Il aimait à s’appeler Louis de Poissy, lieu où il avait été baptisé, pour marquer que son titre de Chrétien était son plus glorieux titre de noblesse. « Méprisant les délices du monde, il ne chercha à plaire qu’à Jésus-Christ, le vrai Roi » et fut, dit Bossuet, « le roi le plus saint et le plus juste qui ait jamais porté la couronne ».


Assidu aux Offices de l’Église, il les faisait célébrer solennellement dans son palais où il entendait quotidiennement deux Messes. À minuit il se réveillait pour les Matines et commençait par l’office de Prime sa royale journée.


Il introduisit dans sa chapelle la coutume de fléchir le genou à ces mots du Credo : Et Homo factus est et de se prosterner à l’endroit de la Passion où il est dit que Jésus-Christ expira. Ces deux pieuses pratiques ont été ensuite adoptées par l’Église.

« On me fait un crime de mon assiduité à la prière, disait-il, mais on ne dirait mot si les heures que j’y donne je les passais au jeu ou à la chasse ».

Sa piété ne l’empêcha jamais en effet de donner la plus grande partie de son temps aux affaires de son royaume.


À la suite d’une maladie il fit vœu d’entreprendre une croisade pour reconquérir Jérusalem. D’abord victorieux, il tomba ensuite entre les mains des Sarrasins. Lorsqu’on lui eut rendu la liberté, il demeura encore cinq ans en Orient pour y secourir les Chrétiens. Revenu en France, il s’appliqua à de nombreuses fondations pieuses et fit élever la Sainte Chapelle, comme insigne reliquaire de la sainte Couronne d’épines et de l’importante parcelle de la vraie Croix que lui avait offertes Baudouin II, empereur de Constantinople.
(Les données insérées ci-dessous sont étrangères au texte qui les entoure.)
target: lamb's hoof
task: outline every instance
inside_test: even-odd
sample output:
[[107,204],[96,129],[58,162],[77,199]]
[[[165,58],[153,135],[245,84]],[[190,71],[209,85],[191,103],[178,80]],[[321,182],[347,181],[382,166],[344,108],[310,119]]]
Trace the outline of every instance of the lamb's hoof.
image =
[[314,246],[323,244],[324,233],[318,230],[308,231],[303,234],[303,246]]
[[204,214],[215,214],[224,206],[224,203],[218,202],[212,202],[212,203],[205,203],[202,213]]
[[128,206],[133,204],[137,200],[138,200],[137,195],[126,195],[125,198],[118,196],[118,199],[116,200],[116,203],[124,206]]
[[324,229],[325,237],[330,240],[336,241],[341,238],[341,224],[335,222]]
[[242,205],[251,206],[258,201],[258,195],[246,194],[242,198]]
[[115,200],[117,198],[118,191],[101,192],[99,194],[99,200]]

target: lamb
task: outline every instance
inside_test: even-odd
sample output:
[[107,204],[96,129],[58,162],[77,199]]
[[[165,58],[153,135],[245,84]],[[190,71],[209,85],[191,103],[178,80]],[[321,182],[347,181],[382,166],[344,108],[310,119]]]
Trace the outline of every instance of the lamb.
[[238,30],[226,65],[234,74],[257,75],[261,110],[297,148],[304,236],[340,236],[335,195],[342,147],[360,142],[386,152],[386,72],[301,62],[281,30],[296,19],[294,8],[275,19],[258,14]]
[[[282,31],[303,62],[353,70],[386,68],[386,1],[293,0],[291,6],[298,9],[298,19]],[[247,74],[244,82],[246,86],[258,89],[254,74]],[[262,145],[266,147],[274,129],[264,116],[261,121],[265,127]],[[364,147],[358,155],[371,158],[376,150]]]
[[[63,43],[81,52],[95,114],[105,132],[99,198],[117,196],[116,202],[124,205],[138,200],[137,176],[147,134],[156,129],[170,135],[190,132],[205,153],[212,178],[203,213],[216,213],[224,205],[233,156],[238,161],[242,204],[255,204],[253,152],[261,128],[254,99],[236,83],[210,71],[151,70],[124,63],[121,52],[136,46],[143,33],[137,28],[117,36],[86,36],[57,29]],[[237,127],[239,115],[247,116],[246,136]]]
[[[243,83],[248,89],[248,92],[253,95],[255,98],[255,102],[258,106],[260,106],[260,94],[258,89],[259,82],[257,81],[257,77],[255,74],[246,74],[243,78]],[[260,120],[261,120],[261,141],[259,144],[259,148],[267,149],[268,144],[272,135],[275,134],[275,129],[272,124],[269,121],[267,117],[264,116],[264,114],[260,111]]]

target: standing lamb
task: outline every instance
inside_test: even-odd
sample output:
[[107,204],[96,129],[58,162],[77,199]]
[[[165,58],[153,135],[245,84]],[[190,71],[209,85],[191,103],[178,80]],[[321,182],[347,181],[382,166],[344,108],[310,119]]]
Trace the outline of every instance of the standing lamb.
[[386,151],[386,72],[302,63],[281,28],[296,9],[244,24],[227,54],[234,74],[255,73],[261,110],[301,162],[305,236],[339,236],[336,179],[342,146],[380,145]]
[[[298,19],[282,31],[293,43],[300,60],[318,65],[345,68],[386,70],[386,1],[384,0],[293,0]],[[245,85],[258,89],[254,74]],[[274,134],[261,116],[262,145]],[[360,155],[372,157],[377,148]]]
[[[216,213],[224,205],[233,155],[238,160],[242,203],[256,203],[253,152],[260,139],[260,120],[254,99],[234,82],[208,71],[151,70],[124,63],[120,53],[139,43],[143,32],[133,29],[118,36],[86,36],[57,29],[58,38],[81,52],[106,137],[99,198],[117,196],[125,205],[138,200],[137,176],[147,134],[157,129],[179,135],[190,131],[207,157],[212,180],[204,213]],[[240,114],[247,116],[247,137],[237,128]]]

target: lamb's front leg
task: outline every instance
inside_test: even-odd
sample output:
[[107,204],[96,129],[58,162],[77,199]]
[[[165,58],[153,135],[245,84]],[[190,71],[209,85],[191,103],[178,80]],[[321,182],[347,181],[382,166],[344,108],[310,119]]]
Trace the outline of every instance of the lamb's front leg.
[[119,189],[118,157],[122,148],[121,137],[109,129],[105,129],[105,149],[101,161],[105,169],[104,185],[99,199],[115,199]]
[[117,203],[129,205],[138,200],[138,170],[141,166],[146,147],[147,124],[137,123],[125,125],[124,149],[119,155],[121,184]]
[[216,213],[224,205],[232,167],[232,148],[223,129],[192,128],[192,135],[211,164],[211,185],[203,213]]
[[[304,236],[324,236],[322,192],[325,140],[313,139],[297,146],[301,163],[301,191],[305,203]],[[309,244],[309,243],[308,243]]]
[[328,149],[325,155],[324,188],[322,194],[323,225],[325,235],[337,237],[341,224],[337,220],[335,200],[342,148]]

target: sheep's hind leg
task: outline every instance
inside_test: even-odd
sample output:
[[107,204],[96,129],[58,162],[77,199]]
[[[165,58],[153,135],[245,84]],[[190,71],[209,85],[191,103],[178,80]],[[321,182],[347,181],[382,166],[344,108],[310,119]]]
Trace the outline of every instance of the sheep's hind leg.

D’une grande austérité pour lui-même, et d’une grande charité pour les autres, il disait : « Mieux vaut pour un roi se ruiner en aumônes pour l’amour de Dieu qu’en faste et vaine gloire. »

« Souvent, dit Joinville, j’ai vu le bon roi après la Messe aller au bois de Vincennes, s’asseoir au pied d’un chêne et donner audience à tous ceux qui avaient à lui parler. »


Sergent du Christ, il portait continuellement la croix pour marquer que son vœu restait à accomplir. Il entreprit en 1270 une nouvelle croisade, mais une épidémie décima son armée en Afrique et l’atteignit lui-même. Les bras en croix et couché sur la cendre, il rendit à Dieu son âme en 1270, à l’heure même où le Christ mourut sur Sa Croix.


La veille de sa mort, on l’entendait répéter : « Nous irons à Jérusalem ». C’est dans la Jérusalem céleste, conquise par sa patience au milieu de ses adversités, qu’il devait régner avec le Roi des rois.


 voir la grande vie du Saint


Résolution pratique du jour
Faites consister votre dignité, à porter noblement votre titre de Catholique.